Moreover, a red shirt suspected to have belonged to one of the persons who planted the bomb was recovered from the blast site by the local police. But this key piece of evidence never made it to the NIA when it took over the case from the CBI.

The Curious Case of Devendra Gupta
Devendra Gupta, a former RSS pracharak was named by the CBI as one of the first accused in the case along with Aseemanand. He was found guilty in the Ajmer blast case, where the NIA was able to prove in court that Gupta had cellphone SIM cards used to time and trigger the bombs kept at the Sufi shrine.

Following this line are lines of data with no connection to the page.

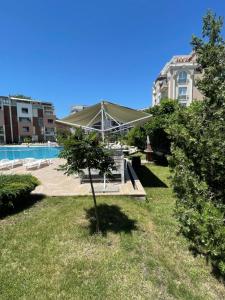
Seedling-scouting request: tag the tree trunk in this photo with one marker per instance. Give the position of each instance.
(95, 203)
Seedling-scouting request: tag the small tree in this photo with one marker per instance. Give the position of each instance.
(158, 124)
(84, 151)
(198, 150)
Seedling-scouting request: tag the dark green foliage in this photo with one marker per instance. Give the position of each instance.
(137, 137)
(198, 151)
(15, 188)
(156, 127)
(85, 151)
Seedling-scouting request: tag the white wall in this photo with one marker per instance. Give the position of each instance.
(19, 110)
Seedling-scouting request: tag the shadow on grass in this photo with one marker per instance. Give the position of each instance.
(21, 205)
(112, 219)
(147, 178)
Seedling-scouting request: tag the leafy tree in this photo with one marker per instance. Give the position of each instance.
(84, 151)
(137, 137)
(198, 150)
(156, 127)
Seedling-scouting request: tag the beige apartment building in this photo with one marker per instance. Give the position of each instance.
(177, 80)
(21, 118)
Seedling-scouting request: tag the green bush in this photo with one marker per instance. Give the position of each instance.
(198, 151)
(15, 188)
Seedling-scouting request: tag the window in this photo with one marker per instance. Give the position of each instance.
(24, 119)
(49, 130)
(25, 129)
(40, 122)
(24, 110)
(182, 77)
(182, 93)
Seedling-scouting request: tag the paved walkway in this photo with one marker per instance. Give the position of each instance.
(56, 183)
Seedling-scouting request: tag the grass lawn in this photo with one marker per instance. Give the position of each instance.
(49, 251)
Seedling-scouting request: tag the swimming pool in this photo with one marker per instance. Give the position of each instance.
(32, 151)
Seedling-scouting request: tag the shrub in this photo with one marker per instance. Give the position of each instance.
(156, 127)
(198, 151)
(14, 189)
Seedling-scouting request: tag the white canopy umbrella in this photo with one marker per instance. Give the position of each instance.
(106, 117)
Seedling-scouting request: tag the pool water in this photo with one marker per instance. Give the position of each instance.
(32, 151)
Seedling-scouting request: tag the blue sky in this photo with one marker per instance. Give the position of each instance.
(78, 52)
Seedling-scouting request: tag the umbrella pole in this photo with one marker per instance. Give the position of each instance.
(103, 122)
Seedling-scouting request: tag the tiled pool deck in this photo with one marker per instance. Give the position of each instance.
(56, 183)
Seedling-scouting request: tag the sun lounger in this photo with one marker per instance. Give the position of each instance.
(36, 164)
(9, 164)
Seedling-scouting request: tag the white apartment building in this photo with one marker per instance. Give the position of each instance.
(177, 80)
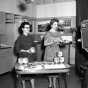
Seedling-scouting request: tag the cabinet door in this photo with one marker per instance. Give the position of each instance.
(7, 60)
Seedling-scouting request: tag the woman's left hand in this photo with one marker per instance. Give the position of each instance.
(32, 49)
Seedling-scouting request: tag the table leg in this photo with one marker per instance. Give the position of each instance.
(23, 83)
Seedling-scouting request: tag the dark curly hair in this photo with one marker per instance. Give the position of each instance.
(22, 26)
(51, 23)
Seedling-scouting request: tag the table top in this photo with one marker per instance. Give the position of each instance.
(42, 68)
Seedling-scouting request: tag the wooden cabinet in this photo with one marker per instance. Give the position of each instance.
(7, 60)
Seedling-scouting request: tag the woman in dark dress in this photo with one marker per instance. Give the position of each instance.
(24, 46)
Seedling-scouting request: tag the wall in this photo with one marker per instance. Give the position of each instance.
(11, 6)
(56, 9)
(82, 11)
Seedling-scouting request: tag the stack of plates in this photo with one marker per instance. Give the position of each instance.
(54, 66)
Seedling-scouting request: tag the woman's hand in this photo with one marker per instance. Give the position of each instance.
(31, 50)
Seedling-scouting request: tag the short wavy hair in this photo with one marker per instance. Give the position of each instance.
(51, 23)
(20, 31)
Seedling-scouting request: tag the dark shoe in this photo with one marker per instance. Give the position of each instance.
(50, 87)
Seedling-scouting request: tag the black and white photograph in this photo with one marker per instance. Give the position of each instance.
(43, 43)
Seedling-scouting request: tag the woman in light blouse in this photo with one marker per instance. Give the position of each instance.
(51, 43)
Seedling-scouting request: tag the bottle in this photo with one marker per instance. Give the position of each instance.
(56, 58)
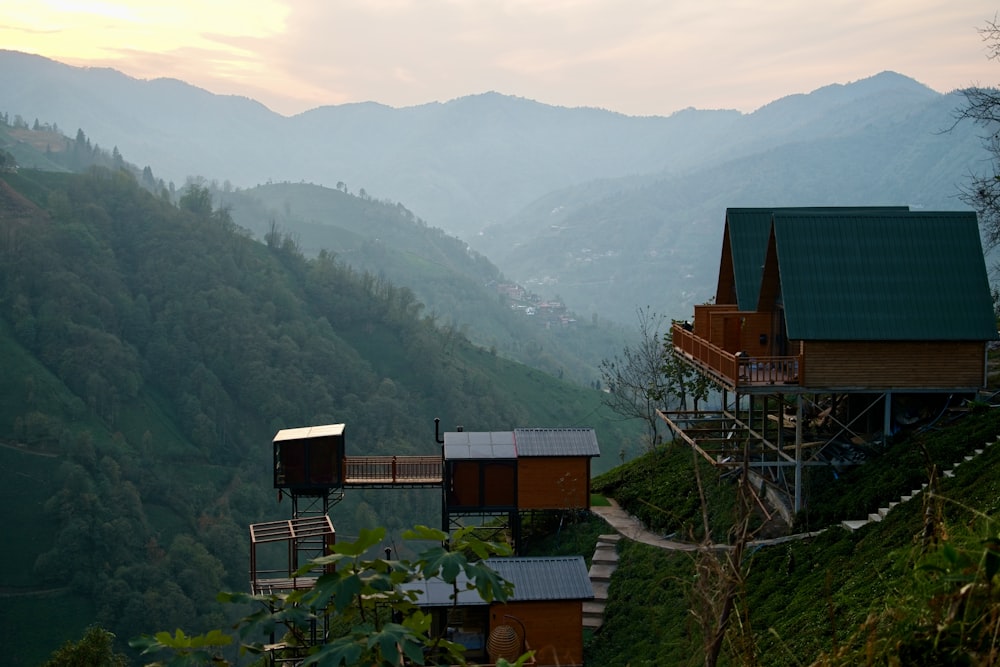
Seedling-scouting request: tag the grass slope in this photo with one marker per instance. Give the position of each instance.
(805, 597)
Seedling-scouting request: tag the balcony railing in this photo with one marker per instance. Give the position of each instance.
(417, 470)
(736, 369)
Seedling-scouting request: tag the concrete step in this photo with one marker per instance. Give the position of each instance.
(605, 555)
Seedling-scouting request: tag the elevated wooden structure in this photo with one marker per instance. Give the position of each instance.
(830, 329)
(297, 540)
(483, 476)
(498, 475)
(544, 614)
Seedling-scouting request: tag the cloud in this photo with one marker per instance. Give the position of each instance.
(640, 57)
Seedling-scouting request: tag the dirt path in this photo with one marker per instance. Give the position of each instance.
(629, 526)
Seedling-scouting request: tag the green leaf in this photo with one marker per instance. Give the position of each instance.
(342, 651)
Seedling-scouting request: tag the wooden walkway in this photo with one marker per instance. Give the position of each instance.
(381, 471)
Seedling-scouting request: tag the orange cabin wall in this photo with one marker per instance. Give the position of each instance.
(553, 482)
(554, 629)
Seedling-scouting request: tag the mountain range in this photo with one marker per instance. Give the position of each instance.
(584, 204)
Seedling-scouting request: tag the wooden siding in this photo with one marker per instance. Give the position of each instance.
(554, 628)
(481, 484)
(891, 364)
(553, 482)
(733, 330)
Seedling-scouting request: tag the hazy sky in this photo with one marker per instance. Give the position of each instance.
(639, 57)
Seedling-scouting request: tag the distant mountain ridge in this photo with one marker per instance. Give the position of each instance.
(628, 193)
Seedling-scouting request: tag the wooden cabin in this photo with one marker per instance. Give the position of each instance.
(848, 317)
(879, 299)
(308, 459)
(545, 612)
(524, 469)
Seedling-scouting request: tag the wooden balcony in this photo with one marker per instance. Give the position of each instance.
(736, 370)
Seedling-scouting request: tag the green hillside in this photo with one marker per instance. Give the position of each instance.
(151, 352)
(899, 591)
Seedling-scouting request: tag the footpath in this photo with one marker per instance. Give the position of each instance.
(605, 559)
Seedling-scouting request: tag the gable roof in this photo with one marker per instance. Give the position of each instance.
(744, 249)
(521, 442)
(881, 275)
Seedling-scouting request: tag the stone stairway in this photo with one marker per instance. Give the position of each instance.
(854, 524)
(602, 566)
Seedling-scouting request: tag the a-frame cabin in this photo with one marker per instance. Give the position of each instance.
(830, 328)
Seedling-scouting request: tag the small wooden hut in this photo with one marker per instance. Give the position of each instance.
(545, 613)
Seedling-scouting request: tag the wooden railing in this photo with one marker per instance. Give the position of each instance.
(361, 470)
(738, 370)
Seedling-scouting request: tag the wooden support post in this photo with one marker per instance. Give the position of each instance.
(798, 453)
(887, 421)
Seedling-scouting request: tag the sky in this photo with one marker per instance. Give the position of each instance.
(637, 57)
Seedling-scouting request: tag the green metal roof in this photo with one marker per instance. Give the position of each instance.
(749, 229)
(883, 275)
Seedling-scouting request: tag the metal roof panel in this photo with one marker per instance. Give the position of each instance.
(556, 442)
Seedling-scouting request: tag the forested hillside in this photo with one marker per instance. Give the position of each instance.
(459, 287)
(152, 350)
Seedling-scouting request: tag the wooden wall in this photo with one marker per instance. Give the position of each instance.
(561, 482)
(554, 628)
(735, 331)
(889, 364)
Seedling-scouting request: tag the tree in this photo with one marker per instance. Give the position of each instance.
(648, 376)
(983, 108)
(373, 618)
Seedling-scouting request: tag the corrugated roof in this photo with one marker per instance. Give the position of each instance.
(556, 442)
(534, 579)
(462, 445)
(749, 230)
(309, 432)
(555, 578)
(883, 276)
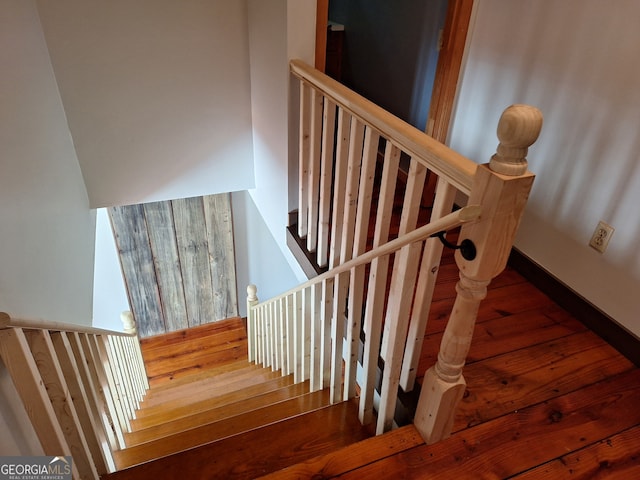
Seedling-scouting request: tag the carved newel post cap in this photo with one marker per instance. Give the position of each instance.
(252, 292)
(518, 128)
(128, 322)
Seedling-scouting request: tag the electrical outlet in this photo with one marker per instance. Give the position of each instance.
(601, 236)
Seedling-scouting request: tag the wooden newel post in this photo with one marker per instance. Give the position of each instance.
(502, 188)
(252, 301)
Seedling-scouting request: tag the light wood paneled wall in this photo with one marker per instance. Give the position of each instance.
(178, 261)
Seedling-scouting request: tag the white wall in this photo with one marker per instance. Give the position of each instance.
(109, 290)
(259, 259)
(278, 30)
(577, 60)
(46, 246)
(157, 95)
(47, 233)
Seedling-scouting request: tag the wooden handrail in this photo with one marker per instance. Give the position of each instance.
(456, 168)
(466, 214)
(6, 321)
(79, 385)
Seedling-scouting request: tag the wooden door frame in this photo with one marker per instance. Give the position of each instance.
(445, 85)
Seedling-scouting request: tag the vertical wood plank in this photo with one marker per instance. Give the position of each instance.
(17, 357)
(306, 333)
(326, 312)
(96, 400)
(298, 333)
(303, 161)
(132, 239)
(162, 239)
(289, 313)
(120, 362)
(374, 303)
(113, 361)
(443, 204)
(340, 287)
(284, 336)
(88, 424)
(252, 334)
(274, 336)
(314, 169)
(63, 406)
(403, 280)
(326, 181)
(356, 287)
(96, 371)
(339, 185)
(315, 350)
(101, 361)
(352, 187)
(191, 238)
(219, 223)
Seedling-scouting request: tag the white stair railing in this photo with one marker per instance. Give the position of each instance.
(302, 331)
(355, 159)
(80, 386)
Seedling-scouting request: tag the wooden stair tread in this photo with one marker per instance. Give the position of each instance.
(180, 336)
(204, 417)
(204, 434)
(210, 385)
(183, 366)
(215, 371)
(260, 451)
(244, 388)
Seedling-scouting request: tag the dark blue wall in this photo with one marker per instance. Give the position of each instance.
(390, 52)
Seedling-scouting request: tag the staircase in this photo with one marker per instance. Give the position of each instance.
(209, 413)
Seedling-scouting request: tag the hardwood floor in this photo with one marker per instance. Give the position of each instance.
(546, 399)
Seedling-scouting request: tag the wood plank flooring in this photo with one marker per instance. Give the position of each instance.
(546, 399)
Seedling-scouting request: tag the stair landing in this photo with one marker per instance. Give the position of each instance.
(210, 414)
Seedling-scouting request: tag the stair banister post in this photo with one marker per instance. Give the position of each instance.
(502, 188)
(129, 326)
(252, 301)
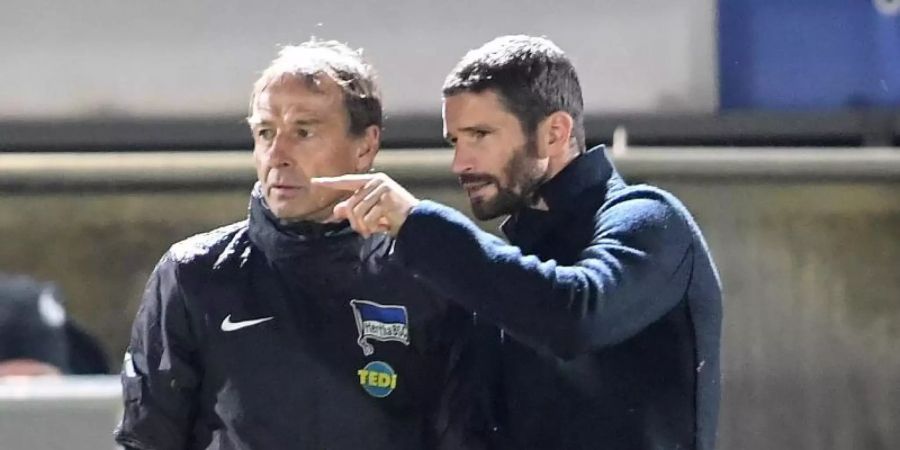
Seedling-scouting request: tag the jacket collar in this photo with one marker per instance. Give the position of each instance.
(278, 238)
(589, 170)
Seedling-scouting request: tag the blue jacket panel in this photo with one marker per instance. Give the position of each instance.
(610, 303)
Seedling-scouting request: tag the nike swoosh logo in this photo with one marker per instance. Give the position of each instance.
(228, 325)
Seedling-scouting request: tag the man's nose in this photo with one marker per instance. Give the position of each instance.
(462, 161)
(279, 153)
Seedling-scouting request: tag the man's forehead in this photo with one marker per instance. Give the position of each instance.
(466, 107)
(294, 96)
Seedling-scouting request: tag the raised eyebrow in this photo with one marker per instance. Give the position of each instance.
(256, 122)
(476, 128)
(307, 122)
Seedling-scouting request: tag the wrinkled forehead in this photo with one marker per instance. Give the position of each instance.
(315, 94)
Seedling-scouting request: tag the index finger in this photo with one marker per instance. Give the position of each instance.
(350, 182)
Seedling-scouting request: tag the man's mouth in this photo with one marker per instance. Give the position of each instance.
(285, 189)
(473, 187)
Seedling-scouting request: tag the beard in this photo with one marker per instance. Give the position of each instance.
(523, 177)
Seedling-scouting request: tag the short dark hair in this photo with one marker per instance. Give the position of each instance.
(531, 75)
(345, 66)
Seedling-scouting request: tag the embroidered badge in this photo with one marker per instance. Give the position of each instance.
(379, 322)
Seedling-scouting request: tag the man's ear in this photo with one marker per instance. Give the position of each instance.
(557, 133)
(367, 148)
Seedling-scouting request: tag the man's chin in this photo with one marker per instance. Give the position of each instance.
(484, 211)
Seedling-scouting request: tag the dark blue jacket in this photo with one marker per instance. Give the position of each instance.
(610, 302)
(265, 336)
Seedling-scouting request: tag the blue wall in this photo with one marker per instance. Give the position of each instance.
(804, 54)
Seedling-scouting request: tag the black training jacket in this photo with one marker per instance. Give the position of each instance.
(260, 335)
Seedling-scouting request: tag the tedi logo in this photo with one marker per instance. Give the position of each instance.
(378, 379)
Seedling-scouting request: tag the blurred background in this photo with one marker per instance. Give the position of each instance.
(777, 123)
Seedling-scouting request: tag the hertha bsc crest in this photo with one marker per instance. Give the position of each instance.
(379, 322)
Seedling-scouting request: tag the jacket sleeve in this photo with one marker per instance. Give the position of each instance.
(160, 374)
(634, 270)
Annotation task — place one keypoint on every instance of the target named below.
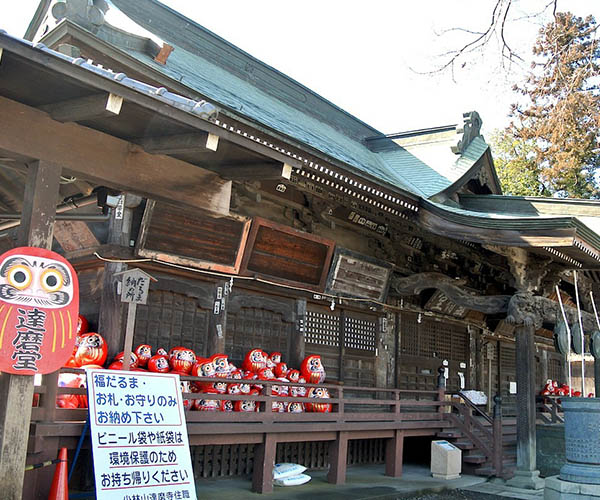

This is pertinent because SIM cards from this very set were used to trigger the blast at Mecca Masjid. According to the chargesheet, these SIM cards had been purchased by Gupta and his accomplices Ramchandra Kalsangra and Sandeep Dange under fake names from Jharkhand, Bihar and West Bengal. They were used to not only communicate and discuss the conspiracy but also as triggers for the bombs. In fact, a SIM card from an unexploded bomb from Mecca Masjid had match with a phone used in the Ajmer Dargah blast.

However, the NIA failed to convince the court of Gupta’s complicity in the Mecca Masjid case and he was acquitted along with Aseemanand, Lokesh Sharma, Bharat Mohanlal Rateshwar and Rajendra Chowdhry, on April 16.